Вскоре она уехала. Она чувствовала себя польщенной, что Этель открыла ей душу. Но когда она вернулась в свою пустую квартиру, ее охватила тоска. Она сделала себе коктейль – и вылила. Поставила на огонь чайник и сняла. Радиопередачи закончились. Она лежала в холодной постели и отчаянно жалела, что нет рядом Ллойда.
Она сравнивала семью Ллойда с собственной. У обеих жизнь текла не гладко, но Этель из неподходящего материала выковала семью сильную, готовую прийти на помощь, а вот Ольга, родная мать Дейзи, этого сделать не смогла – хотя в этом было больше вины Льва, чем Ольги.
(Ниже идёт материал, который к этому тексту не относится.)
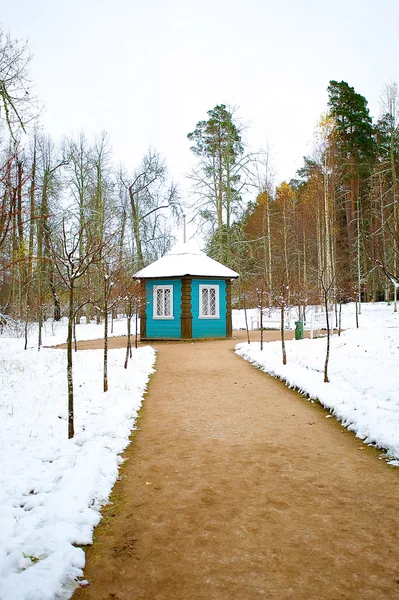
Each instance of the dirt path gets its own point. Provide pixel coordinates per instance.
(235, 488)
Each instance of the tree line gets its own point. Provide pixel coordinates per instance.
(333, 226)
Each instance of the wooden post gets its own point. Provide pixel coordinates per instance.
(229, 324)
(186, 319)
(143, 308)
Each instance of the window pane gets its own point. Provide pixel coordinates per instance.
(205, 301)
(212, 301)
(159, 311)
(168, 307)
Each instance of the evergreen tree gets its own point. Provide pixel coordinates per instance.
(218, 179)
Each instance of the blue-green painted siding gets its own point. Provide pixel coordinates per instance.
(163, 328)
(205, 328)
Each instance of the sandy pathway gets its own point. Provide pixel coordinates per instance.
(236, 489)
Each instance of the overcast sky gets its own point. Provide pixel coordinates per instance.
(148, 72)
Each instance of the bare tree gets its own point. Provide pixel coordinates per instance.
(149, 193)
(16, 99)
(71, 265)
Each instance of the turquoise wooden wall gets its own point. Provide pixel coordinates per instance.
(163, 328)
(208, 328)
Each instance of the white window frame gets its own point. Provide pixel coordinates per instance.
(155, 302)
(201, 308)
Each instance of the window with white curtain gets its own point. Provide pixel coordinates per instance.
(208, 301)
(163, 302)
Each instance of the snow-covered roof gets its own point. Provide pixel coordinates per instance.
(186, 259)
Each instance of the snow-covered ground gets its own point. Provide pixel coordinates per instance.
(51, 488)
(363, 392)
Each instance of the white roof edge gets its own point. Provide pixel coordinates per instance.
(186, 260)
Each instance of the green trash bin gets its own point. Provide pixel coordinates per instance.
(299, 330)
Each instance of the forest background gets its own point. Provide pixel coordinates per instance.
(74, 227)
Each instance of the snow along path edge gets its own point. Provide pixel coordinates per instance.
(52, 488)
(370, 412)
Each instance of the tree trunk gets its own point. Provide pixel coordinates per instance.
(71, 430)
(283, 334)
(106, 290)
(326, 380)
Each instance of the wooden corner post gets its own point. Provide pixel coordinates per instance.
(186, 319)
(229, 323)
(143, 308)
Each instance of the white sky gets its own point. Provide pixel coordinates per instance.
(148, 72)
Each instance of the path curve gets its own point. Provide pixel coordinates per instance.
(236, 488)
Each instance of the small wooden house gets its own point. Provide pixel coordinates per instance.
(188, 296)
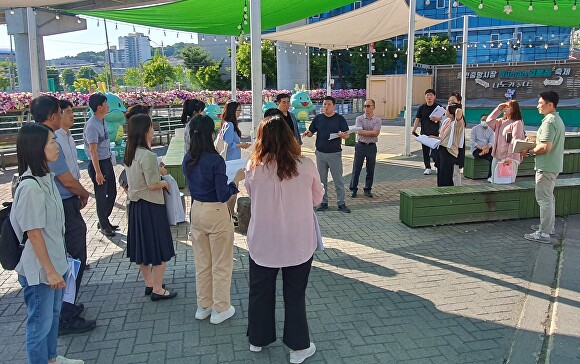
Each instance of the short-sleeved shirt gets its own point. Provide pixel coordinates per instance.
(428, 127)
(95, 131)
(69, 149)
(370, 124)
(323, 126)
(552, 130)
(60, 167)
(144, 172)
(39, 206)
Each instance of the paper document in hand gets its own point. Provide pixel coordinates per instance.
(521, 145)
(233, 166)
(432, 143)
(354, 129)
(439, 112)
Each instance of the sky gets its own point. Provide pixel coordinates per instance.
(93, 39)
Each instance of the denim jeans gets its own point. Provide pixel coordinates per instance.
(43, 305)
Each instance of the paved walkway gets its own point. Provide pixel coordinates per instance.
(381, 292)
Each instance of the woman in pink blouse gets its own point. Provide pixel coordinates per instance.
(283, 188)
(510, 127)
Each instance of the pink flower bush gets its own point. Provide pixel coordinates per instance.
(21, 100)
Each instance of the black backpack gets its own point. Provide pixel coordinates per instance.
(10, 247)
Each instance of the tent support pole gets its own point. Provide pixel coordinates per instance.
(256, 60)
(410, 58)
(233, 66)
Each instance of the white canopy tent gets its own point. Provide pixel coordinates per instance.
(380, 20)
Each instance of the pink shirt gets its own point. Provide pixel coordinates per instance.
(501, 148)
(281, 231)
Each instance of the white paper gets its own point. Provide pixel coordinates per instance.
(233, 166)
(70, 291)
(439, 112)
(432, 143)
(354, 129)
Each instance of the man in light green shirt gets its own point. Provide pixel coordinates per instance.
(549, 151)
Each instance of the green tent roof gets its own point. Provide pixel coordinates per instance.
(542, 11)
(216, 16)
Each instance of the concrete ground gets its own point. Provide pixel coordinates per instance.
(381, 292)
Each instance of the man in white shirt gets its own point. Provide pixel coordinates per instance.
(481, 139)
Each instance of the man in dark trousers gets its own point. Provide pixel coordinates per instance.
(366, 148)
(329, 151)
(98, 148)
(46, 110)
(429, 126)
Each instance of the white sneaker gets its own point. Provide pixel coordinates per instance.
(299, 356)
(62, 360)
(537, 228)
(538, 237)
(219, 317)
(255, 349)
(202, 313)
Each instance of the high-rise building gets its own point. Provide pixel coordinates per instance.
(134, 49)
Этель была замечательной женщиной, и Ллойд унаследовал многие ее качества.
Где он сейчас, что он делает? Каким бы ни был ответ, он наверняка в опасности. Вдруг его убьют теперь, когда наконец она свободна и ничто не мешает ей любить его и выйти за него замуж? Что ей делать тогда, если он погибнет? Собственная жизнь представлялась ей тогда конченой: ни мужа, ни любимого, ни друзей, ни родной страны. Она плакала, пока не уснула – уже под утро.
Утром она долго спала. В полдень, накинув черный шелковый халатик, она пила кофе в своей маленькой столовой, когда ее пятнадцатилетняя горничная вдруг сообщила:
– Госпожа, пришел майор Уильямс.
– Что? – севшим голосом произнесла она. – Не может быть!
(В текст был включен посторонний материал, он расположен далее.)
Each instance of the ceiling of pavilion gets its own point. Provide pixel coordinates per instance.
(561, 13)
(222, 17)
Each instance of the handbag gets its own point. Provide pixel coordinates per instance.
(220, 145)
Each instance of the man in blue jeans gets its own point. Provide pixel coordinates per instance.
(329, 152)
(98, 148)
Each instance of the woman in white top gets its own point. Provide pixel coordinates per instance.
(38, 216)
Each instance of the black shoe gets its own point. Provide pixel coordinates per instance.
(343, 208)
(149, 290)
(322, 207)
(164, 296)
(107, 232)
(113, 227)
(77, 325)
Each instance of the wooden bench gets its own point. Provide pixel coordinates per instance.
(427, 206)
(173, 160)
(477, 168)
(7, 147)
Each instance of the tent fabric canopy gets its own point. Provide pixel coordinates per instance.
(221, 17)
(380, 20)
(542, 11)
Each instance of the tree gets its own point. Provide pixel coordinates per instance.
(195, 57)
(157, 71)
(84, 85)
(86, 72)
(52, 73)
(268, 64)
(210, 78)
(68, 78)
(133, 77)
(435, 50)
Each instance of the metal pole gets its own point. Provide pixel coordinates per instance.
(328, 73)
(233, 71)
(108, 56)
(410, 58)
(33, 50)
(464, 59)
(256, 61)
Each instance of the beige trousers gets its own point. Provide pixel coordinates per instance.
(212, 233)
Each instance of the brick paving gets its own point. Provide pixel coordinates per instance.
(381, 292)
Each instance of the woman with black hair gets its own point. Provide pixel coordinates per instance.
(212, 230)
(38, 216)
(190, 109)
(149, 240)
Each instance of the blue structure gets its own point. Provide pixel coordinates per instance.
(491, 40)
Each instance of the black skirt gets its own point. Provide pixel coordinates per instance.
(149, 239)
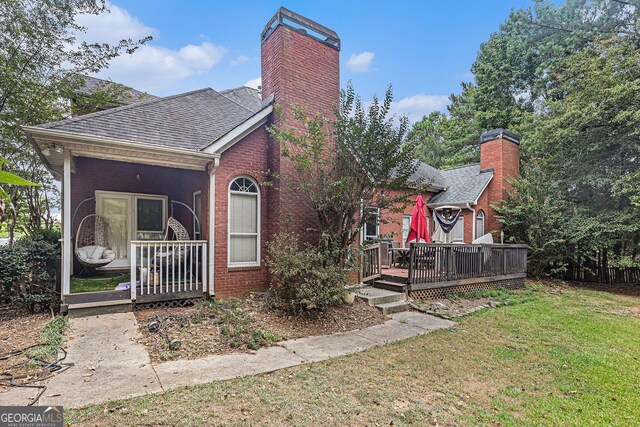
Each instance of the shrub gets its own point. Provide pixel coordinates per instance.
(29, 269)
(303, 279)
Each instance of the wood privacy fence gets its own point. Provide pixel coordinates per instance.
(434, 263)
(597, 270)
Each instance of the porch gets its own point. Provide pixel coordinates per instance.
(152, 202)
(436, 270)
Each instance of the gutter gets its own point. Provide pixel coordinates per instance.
(63, 136)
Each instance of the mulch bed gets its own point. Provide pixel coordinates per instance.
(241, 325)
(19, 329)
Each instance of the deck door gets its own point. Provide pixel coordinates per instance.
(116, 209)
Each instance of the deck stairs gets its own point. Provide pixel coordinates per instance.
(387, 301)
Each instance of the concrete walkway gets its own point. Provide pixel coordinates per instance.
(111, 364)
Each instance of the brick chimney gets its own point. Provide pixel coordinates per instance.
(500, 151)
(300, 67)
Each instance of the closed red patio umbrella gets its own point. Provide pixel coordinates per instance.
(418, 228)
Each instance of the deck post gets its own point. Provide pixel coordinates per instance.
(66, 224)
(133, 271)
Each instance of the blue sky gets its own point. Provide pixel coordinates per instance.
(423, 48)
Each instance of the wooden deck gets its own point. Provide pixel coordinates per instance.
(436, 269)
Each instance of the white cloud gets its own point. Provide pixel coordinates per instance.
(151, 68)
(156, 69)
(416, 106)
(254, 83)
(360, 62)
(112, 27)
(239, 60)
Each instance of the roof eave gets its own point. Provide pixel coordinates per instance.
(94, 146)
(236, 134)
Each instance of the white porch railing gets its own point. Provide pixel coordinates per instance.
(168, 267)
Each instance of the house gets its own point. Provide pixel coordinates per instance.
(200, 158)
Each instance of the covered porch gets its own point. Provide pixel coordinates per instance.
(135, 220)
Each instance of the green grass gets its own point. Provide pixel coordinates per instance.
(547, 358)
(51, 338)
(90, 284)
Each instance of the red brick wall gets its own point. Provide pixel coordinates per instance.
(299, 71)
(503, 156)
(177, 184)
(248, 157)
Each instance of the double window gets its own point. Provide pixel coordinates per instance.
(244, 223)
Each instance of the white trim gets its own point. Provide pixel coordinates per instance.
(212, 222)
(66, 225)
(115, 149)
(236, 134)
(132, 215)
(258, 196)
(199, 221)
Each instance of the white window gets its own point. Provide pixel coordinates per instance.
(197, 209)
(244, 222)
(457, 234)
(480, 224)
(372, 225)
(132, 217)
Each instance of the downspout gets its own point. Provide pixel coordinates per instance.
(212, 168)
(473, 222)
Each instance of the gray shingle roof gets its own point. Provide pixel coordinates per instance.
(190, 120)
(464, 185)
(427, 175)
(248, 97)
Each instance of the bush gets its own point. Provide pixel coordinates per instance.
(303, 279)
(29, 269)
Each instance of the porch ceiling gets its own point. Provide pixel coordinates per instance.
(47, 140)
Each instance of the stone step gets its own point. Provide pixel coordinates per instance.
(101, 307)
(393, 307)
(390, 286)
(375, 296)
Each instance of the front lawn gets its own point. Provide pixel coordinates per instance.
(558, 356)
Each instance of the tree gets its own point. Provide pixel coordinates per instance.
(514, 70)
(358, 159)
(41, 66)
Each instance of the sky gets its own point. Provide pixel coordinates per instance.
(424, 49)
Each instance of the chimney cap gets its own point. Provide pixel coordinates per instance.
(499, 133)
(311, 28)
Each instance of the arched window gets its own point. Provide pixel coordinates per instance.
(480, 224)
(244, 222)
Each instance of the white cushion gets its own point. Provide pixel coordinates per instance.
(108, 253)
(97, 252)
(86, 252)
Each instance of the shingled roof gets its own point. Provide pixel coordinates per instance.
(247, 97)
(189, 121)
(463, 185)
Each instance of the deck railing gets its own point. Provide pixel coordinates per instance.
(370, 262)
(173, 267)
(430, 263)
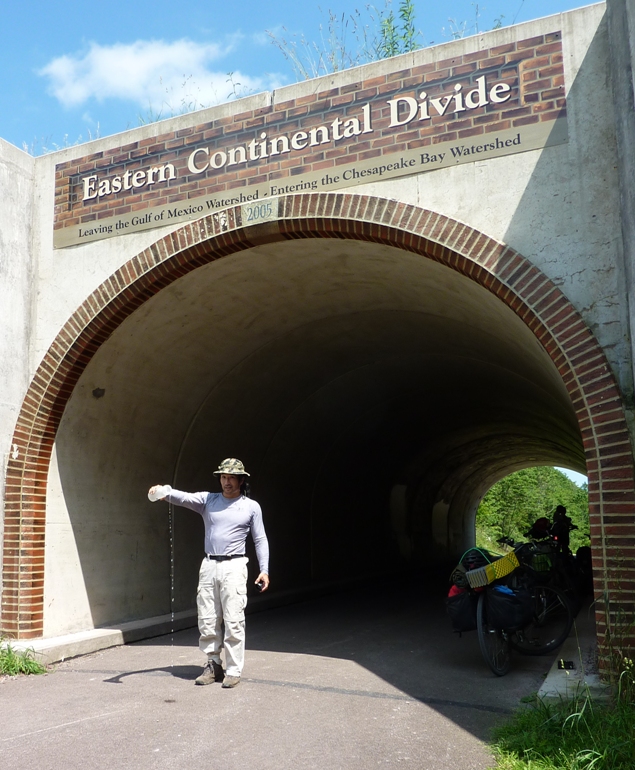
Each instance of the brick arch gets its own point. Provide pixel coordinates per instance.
(495, 266)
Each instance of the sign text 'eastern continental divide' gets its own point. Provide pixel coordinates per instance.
(325, 141)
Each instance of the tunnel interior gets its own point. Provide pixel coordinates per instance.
(373, 394)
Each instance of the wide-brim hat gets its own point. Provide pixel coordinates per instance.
(232, 467)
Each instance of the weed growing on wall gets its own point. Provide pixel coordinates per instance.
(14, 662)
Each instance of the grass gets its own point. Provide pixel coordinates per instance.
(569, 735)
(14, 662)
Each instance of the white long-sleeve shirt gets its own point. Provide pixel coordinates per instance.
(228, 521)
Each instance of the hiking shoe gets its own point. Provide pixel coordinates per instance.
(213, 672)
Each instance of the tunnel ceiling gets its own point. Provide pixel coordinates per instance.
(319, 358)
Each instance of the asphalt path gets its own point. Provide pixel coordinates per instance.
(367, 679)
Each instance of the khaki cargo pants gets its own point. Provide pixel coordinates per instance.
(221, 599)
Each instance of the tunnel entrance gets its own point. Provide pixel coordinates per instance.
(376, 370)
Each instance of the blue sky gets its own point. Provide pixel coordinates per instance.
(76, 70)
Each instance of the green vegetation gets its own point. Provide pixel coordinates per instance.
(571, 735)
(514, 503)
(14, 662)
(348, 40)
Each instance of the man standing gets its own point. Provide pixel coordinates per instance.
(229, 516)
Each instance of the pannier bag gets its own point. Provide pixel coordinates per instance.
(507, 608)
(461, 606)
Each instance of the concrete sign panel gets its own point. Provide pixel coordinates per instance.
(488, 103)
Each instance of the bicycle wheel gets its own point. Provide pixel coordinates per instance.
(550, 625)
(493, 642)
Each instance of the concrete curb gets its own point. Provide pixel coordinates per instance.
(55, 649)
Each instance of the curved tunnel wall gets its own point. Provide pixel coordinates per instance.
(355, 353)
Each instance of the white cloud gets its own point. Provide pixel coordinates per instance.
(151, 73)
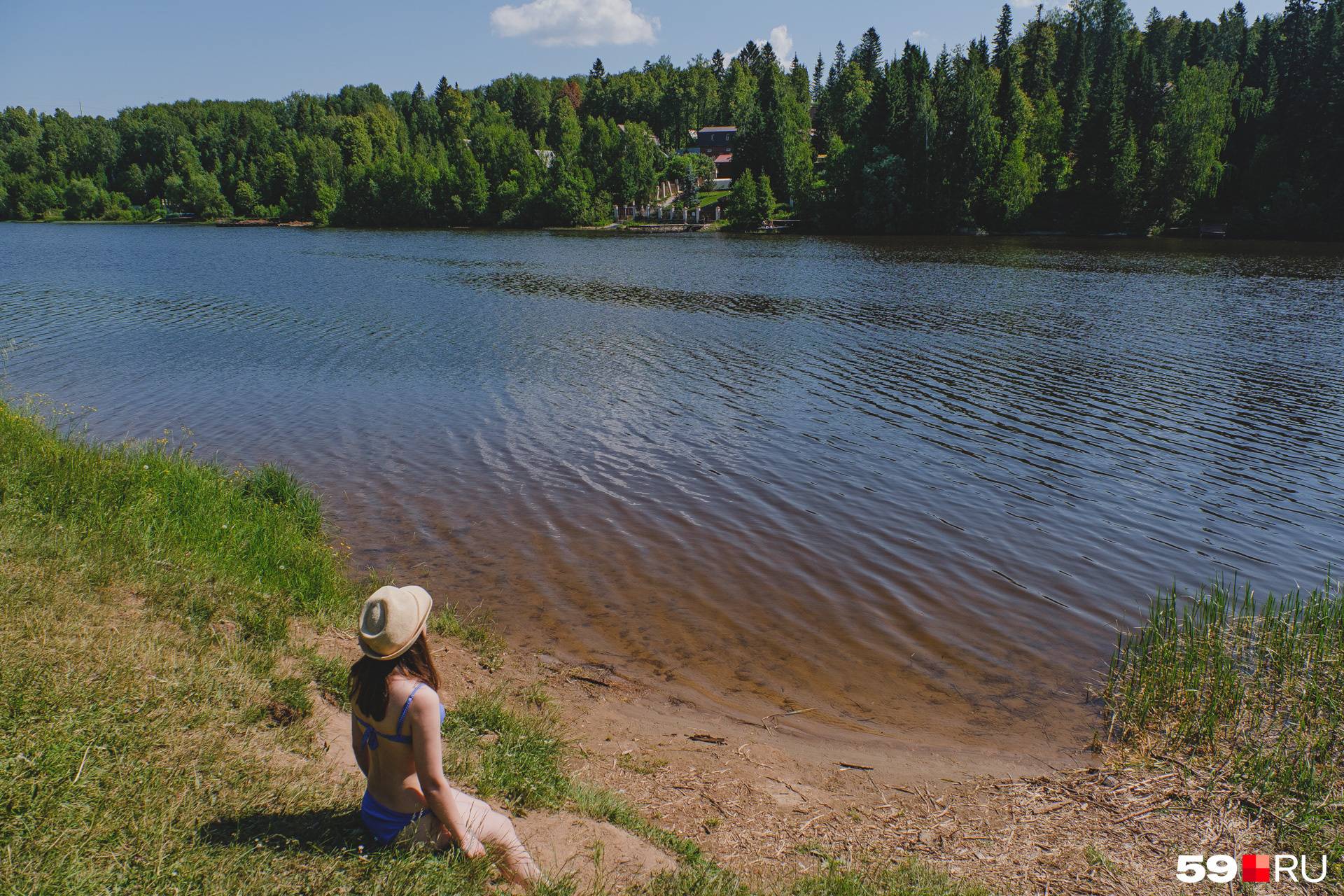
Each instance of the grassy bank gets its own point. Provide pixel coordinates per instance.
(155, 729)
(1249, 696)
И тут в дверь вошел он – с вещмешком на плече.
У него был усталый вид, недельная щетина, и, по всей видимости, спал он, не снимая формы.
Она обняла его и стала целовать заросшее щетиной лицо. Он тоже ее целовал, несколько смущенный тем, что не может перестать улыбаться.
– От меня, наверное, так несет, – сказал он между поцелуями. – Я неделю не переодевался.
– От тебя пахнет, как от сыроварни! – сказала она. – Это замечательно! – Она потянула его в спальню и стала раздевать.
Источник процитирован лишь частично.